La tagliola sulle ex municipalizzate scatterà dopo due anni di bilancio in perdita. Con l’obbligo di vendita delle quote se quella del Comune è una partecipazione di minoranza. E con l’imperativo di liquidare l’intera società se invece il Comune ne possiede più del 50%. Non solo. Per ripianare le perdite sarà sbarrata la strada del salvataggio dall’alto, finora percorsa troppe volte. A tappare il buco non potrà essere più lo Stato, con relativo trasferimento di denaro fresco. Il compito spetterà allo stesso Comune con l’unico strumento che resta nelle mani dei sindaci: l’aumento delle tasse locali, dalle addizionali Irpef alla service tax che verrà.
Il governo torna ad occuparsi del cosiddetto capitalismo municipale, quella galassia di 3.600 società partecipate dai Comuni che dal perimetro classico dei servizi pubblici locali,come energia, trasporti e rifiuti, si è allargata nel tempo verso la cultura, lo sport, il commercio, le varie e pure le eventuali. Il pacchetto allo studio dei tecnici del ministro per gli Affari Regionali, Graziano Delrio, dovrebbe arrivare in Consiglio dei ministri nelle prossime settimane, sotto forma di decreto legge. Un intervento d’urgenza perché per le società partecipate ci sono due scadenze, ormai vicinissime. Entro il 30 settembre tutti i Comuni al di sotto dei 30 mila abitanti dovrebbero cedere tutte le loro partecipazioni. Mentre entro la fine dell’anno i Comuni che hanno fra i 30 mila e i 50 mila abitanti dovranno fare le loro scelte, conservando le loro partecipazioni al massimo in una sola società. Un obbligo di ritirata deciso nel 2010, più volte prorogato come da antica tradizione italiana e anche corretto dallo Corte costituzionale che ha «salvato» le società controllate dalle Regioni, cancellando la parte che le riguardava.

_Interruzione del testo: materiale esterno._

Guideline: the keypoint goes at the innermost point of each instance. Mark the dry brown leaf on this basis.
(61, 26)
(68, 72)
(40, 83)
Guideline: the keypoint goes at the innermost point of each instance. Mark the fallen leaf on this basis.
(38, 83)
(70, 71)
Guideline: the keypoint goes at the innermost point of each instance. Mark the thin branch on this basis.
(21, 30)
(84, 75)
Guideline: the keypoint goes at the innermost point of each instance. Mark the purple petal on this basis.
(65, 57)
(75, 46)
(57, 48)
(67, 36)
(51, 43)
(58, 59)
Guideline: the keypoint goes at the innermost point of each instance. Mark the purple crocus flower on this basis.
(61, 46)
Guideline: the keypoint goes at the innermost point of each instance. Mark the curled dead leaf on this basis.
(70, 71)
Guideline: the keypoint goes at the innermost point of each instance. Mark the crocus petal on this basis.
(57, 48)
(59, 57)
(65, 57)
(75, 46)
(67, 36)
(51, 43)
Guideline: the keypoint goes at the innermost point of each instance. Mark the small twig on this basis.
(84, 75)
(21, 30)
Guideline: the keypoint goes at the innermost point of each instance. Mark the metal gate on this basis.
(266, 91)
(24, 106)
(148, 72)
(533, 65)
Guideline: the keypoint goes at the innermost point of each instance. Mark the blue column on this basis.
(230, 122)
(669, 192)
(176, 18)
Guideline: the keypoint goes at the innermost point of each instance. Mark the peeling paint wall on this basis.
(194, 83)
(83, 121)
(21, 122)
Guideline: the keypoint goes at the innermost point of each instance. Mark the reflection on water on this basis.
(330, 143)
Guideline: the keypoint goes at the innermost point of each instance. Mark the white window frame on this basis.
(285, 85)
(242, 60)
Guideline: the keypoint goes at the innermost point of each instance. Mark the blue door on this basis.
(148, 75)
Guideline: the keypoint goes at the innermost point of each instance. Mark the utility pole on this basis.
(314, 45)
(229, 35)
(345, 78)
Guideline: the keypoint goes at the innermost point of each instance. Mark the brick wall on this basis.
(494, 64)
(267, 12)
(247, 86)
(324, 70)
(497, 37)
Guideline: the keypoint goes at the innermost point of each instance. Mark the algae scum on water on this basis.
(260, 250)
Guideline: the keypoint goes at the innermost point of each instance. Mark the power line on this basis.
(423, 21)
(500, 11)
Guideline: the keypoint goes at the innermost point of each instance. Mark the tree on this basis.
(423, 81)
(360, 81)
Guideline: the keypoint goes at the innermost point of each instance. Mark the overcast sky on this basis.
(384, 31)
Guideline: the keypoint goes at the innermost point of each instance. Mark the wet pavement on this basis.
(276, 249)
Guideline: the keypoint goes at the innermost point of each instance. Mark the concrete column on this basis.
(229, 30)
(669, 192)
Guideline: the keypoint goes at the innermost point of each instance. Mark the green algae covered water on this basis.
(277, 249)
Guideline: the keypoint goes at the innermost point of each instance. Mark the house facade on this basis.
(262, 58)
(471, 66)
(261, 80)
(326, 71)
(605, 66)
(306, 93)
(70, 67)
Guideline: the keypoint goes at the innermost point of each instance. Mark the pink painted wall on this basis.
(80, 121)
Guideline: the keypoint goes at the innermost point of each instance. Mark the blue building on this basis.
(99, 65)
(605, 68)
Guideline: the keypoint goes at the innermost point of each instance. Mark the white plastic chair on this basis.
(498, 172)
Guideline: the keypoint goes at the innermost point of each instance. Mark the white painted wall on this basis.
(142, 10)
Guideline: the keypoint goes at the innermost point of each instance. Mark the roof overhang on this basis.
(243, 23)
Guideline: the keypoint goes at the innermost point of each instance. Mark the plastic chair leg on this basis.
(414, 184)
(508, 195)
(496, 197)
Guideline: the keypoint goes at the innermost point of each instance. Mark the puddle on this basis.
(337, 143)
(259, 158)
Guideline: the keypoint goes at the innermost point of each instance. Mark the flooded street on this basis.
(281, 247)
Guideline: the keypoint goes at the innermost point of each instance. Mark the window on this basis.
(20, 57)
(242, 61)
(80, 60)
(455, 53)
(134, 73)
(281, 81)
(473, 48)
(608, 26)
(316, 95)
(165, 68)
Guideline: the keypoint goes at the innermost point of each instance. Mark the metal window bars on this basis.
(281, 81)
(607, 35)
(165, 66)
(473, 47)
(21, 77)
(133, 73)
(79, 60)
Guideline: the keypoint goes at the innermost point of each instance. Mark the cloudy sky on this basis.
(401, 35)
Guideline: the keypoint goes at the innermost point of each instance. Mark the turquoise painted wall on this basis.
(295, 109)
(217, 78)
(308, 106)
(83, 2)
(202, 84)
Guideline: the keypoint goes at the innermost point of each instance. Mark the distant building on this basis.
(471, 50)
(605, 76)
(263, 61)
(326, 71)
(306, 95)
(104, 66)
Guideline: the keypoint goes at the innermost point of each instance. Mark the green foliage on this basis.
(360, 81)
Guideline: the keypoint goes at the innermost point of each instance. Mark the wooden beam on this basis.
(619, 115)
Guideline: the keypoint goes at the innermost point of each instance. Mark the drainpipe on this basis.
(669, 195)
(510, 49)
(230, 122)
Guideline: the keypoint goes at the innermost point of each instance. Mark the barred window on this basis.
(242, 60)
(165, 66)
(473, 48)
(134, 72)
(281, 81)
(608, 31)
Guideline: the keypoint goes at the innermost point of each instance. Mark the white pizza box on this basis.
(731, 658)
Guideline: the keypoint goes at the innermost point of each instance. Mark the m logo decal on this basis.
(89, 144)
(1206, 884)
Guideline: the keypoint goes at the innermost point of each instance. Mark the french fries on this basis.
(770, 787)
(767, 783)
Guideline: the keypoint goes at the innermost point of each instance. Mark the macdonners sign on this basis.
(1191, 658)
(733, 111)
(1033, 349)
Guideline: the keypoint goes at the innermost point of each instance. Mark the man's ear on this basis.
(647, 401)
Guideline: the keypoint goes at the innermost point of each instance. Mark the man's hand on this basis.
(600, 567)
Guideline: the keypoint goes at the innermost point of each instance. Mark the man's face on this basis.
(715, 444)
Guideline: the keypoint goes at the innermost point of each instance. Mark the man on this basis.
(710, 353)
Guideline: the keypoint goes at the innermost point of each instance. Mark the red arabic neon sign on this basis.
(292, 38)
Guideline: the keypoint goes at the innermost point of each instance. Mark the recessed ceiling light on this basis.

Le due scadenze potrebbero essere congelate, ma solo a patto di far partire nel frattempo le nuove regole generali. Cominciando dalle misure «punitive» in caso di buco di bilancio. In realtà la logica di questa modifica sta nel principio di responsabilità. Il salvataggio dall’alto delle società in rosso, per mano dello Stato, ha consentito ad alcune municipalizzate di distribuire dividendi anche quando erano in perdita. E soprattutto ha spalmato su tutti i contribuenti italiani il costo dei salvataggi che si sono ripetuti nel tempo. Il buco di Palermo, per fare un esempio, veniva pagato da tutti gli italiani. Con le nuove regole, invece, se il buco è a Bologna saranno gli stessi cittadini di Bologna a pagarlo con le tasse locali più alte. Il che non significa accanirsi sui bolognesi ma mettere sul chi va là il loro sindaco: l’aumento delle tasse locali è garanzia di mancata rielezione. E quindi il sindaco starà ben attento a non creare un buco che gli costerebbe politicamente caro. O almeno questa è l’idea. Resta però da definire cosa si intende esattamente per «buco di bilancio». Gli anni in perdita consecutivi utili per far scattare le sanzioni dovrebbero essere due, ma la discussione è ancora aperta. Ed è possibile che vengano considerati in perdita solo i bilanci con un «rosso» al di sopra di una certa soglia.
Ma non c’è solo questo nel pacchetto allo studio. Prima di tutto la cornice: i Comuni saranno chiamati a «giustificare» le loro partecipazioni. Dovranno cioè fare un elenco delle politiche pubbliche che vogliono perseguire e poi motivare il ricorso ad una società, possibile solo se non ce ne sono già disponibili sul mercato o nel terzo settore. Una norma di programma che però, insieme alle sanzioni in caso di rosso, potrebbe frenare quell’attivismo che ha portato i Comuni a crearsi le loro società per gli scopi più diversi. Ad oggi i componenti dei consigli d’amministrazione hanno raggiunto quota 24 mila, un dato sottolineato anche dalla Corte dei conti che ha definito le partecipate il «vero cancro degli enti locali».
In alcuni settori come l’acqua, i trasporti e i rifiuti saranno incentivate le alleanze fra Comuni e l’ambito territoriale ottimale sarà quello delle attuali province. Il pacchetto si aggancia così proprio al disegno di legge per l’abolizione delle Province presentato dallo stesso Delrio, che ieri ha lanciato il federalismo demaniale, con il trasferimento ai Comuni di 20 mila immobili dello Stato per un valore di 2,5 miliardi di euro. Non è una contraddizione. Perché è vero che le Province non ci saranno più come organi politici, con elezioni, assessori e consiglieri. Ma è anche vero che il territorio della provincia consente di ridurre i costi di quei servizi che non possono seguire la regola dell’ognuno per sé.